10 ways to build resilience

  1. Make connections. Accepting help and support from those who care about you

  2. Avoid seeing crises as insurmountable problems. Try looking beyond the present to how future circumstances may be a little better.

  3. Accept that change is a part of living. Accepting circumstances that cannot be changed can help you focus on circumstances that you can alter.

  4. Move toward your goals. Develop some realistic goals.

  5. Take decisive actions. Take decisive actions, rather than detaching completely from problems and stresses.

  6. Look for opportunities for self-discovery. People often learn something about themselves

  7. Nurture a positive view of yourself. Developing confidence in your ability to solve problems

  8. Keep things in perspective. try to consider the stressful situation in a broader context and keep a long-term perspective.

  9. Maintain a hopeful outlook. expect that good things will happen in your life rather than worrying about what you fear

  10. Take care of yourself. Pay attention to your own needs and feelings.


Comparing my case report with the formal theory …

The APA starts from a particular position that focuses on something that needs to be got through as a matter of survival or coping, let alone natural adjustment, or learning. They then moves to ways to enhance resilience. Comparing the summary shown with my report there are some similarities with comments made … and they may need to be just accepted as they are … very general (and mantra like).  But where do we then get the real practical understanding from?

It is so much more meaningful when this is in the words of the people actually involved - because they relate it to the specific conditions which they operate in.

The gap:  Resilience is still too often described as only a response to high levels of stress, i.e. a crisis where the level of stress that is about to cause some significant breakdown; when people are at some apparent stage of helplessness. The call for resilience is put to!
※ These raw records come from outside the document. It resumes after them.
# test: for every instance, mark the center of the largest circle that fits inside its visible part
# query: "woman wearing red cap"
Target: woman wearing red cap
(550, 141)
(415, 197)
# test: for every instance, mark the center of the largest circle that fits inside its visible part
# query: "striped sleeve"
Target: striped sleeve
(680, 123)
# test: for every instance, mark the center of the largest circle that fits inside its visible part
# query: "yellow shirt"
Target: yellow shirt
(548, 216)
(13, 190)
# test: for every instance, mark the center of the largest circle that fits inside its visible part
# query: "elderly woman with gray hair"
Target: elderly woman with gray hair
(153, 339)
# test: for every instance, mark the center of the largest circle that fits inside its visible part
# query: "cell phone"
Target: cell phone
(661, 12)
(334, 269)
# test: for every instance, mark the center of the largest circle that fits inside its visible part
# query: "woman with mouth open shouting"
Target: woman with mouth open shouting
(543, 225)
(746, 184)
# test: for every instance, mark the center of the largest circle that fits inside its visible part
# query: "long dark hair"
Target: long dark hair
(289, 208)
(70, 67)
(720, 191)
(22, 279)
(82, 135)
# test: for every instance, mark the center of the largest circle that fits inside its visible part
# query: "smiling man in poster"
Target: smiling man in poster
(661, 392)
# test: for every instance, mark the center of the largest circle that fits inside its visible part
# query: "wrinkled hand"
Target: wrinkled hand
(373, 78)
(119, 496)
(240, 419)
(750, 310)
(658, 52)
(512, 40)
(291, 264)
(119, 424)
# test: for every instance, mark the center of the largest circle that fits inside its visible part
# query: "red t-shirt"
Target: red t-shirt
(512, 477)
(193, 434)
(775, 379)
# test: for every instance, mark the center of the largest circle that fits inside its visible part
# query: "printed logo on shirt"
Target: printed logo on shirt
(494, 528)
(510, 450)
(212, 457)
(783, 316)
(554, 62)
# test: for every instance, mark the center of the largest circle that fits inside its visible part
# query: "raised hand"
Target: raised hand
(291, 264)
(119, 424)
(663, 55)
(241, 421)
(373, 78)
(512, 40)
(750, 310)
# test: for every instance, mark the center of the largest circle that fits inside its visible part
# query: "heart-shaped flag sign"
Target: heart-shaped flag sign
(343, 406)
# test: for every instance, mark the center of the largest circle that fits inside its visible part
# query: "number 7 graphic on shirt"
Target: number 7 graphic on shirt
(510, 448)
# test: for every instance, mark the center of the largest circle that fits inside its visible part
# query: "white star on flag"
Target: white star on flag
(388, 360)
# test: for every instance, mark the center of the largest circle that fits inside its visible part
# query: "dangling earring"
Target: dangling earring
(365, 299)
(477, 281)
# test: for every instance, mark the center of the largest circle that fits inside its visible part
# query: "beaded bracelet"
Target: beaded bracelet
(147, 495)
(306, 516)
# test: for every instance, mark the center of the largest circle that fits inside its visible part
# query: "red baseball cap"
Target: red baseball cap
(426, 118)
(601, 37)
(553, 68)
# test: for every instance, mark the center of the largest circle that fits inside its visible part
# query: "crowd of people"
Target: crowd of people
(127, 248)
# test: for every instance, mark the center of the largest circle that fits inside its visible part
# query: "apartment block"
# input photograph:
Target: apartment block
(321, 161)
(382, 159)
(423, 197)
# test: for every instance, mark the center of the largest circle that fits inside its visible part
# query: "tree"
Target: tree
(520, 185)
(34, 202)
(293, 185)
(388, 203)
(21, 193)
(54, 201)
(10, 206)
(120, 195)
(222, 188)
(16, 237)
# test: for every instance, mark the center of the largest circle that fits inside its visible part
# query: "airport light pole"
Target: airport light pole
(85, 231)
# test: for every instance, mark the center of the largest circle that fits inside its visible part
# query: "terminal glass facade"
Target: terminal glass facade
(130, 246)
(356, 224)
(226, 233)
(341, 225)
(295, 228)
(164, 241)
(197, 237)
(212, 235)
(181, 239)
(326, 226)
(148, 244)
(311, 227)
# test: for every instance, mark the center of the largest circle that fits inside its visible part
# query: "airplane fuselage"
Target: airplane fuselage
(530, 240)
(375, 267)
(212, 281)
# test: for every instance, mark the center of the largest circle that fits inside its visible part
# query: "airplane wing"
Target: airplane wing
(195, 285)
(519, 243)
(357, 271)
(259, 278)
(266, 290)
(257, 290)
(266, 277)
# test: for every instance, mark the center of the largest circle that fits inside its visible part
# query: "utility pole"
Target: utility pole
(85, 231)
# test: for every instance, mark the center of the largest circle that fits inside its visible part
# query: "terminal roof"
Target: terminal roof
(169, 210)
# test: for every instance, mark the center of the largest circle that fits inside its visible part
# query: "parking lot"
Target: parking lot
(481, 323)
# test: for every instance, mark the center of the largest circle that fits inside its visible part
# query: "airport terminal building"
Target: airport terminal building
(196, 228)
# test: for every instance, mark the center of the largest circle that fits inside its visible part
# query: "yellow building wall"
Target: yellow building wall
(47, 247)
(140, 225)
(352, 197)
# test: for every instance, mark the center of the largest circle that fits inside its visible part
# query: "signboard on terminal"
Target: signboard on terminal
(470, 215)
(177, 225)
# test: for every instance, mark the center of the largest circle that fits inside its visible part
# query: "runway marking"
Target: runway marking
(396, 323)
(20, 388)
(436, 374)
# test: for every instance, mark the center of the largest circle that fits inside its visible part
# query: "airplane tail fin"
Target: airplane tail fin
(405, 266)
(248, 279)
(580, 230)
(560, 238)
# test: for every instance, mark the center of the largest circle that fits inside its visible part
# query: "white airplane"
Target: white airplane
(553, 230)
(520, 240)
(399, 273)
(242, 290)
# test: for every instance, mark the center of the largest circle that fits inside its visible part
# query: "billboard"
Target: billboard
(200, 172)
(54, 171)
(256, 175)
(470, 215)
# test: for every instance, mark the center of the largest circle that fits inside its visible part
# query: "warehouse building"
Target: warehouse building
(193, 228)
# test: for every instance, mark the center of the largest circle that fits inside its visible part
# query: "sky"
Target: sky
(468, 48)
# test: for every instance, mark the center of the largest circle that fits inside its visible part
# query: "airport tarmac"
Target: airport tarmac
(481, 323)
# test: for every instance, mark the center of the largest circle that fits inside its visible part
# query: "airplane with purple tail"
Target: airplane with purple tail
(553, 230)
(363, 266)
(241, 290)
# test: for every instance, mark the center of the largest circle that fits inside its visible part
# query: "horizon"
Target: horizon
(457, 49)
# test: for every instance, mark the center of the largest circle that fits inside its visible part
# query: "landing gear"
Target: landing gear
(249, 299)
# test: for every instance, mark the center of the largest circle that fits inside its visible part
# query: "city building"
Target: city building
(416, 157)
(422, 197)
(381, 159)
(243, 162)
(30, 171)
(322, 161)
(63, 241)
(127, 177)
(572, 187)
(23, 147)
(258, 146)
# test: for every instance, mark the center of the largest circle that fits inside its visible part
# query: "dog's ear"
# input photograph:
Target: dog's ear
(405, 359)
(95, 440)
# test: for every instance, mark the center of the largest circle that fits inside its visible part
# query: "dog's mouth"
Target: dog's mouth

Conventional commentaries also describe resilience as what makes the difference –  a special quality, by itself,  of some sort. ‘Resilience allows a person to rebound from adversity as a strengthened and more resourceful person’. It’s described innately as a characteristic or a particular and special human trait, some sort out input rather than output.

I still find the research and writings in the field on resilience limited compared to the reality I see in organisations and the experience of my coaching clients.

The reality:  Resilience is more an outcome, and certainly not the best way to create the learning needed. It is a sign of positive success in what has been needed. It is also something that is a normal sign of healthy functioning. People are all well capable of it. Of course there are times when circumstances produce surprises that can leave people very stressed. But then coping is more a matter of effective learning than it is found through anything I have read about resilience.

In times of rapid far fetching organisational change the ability of people to reflect on and learn from their experience is paramount – often while under time pressures. It is a long term game, with a particular set of capabilities required.


In conclusion:        

Writing this has been a chance to express the reality in everyday words what this Coaching thing can be – from people doing it, rather than attempting to sum it all up in a few short ‘ models. Translating the Coaching theory into something more realistic…

  • How have you observed in practice how managers learn to adapt under pressure?

  • What would you want to add to my group’s list?

  • What is your experience of the kind of characteristics, behaviours, ways of thinking and support that help people develop their ability to bounce back from setbacks, go beyond and further?